Elapsed time is 21.701752 seconds.
Elapsed time is 21.117268 seconds.
Elapsed time is 21.384318 seconds.
Elapsed time is 21.359225 seconds.
Elapsed time is 21.911570 seconds.
Elapsed time is 21.086259 seconds.
Elapsed time is 21.263040 seconds.
Elapsed time is 21.472175 seconds.
Elapsed time is 21.561370 seconds.
Elapsed time is 21.330314 seconds.
Elapsed time is 21.546260 seconds.
Generally SVD is a difficult to paralellize routine. You can check here that with a high end Tesla card, the speedup is not very impressive.
You have a GTX460 card - Fermi architecture. The card is optimized for gaming (single precision computations), not HPC (double precision computation). The Single Precision / Double Precision throughput ratio is 12. So the card has 873 GFLOPS SP / 72 GFLOPS DP. Check here.

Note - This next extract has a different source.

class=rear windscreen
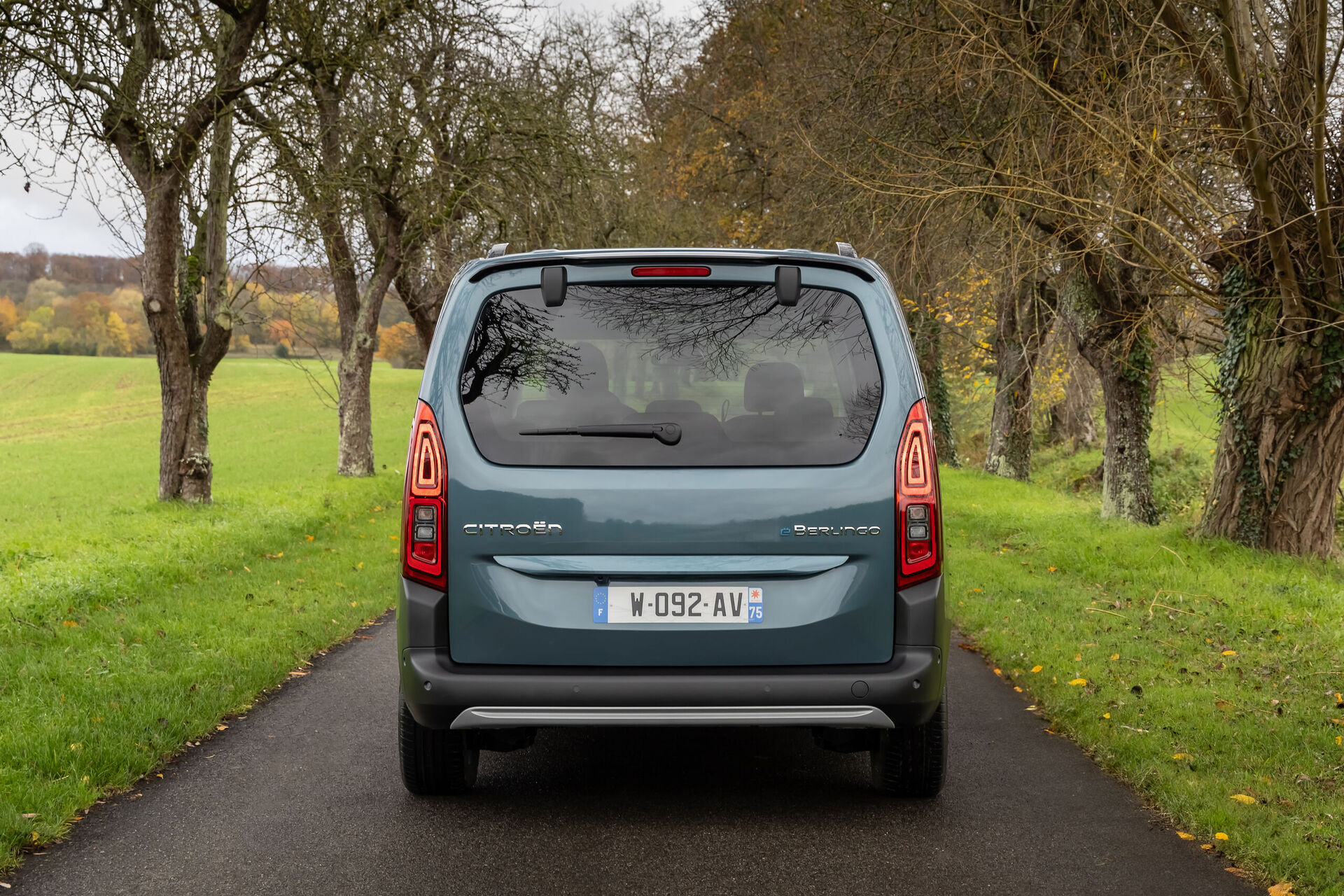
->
[461,284,882,466]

So if the Md array uses double precision elements, then the computation on it would be rather slow. Also there's a high chance that when calling the CPU routine, all CPU cores will get utilized, reducing the possible gain of running the routine on the GPU. Plus, in the GPU run you pay time for transferring the buffer to the device.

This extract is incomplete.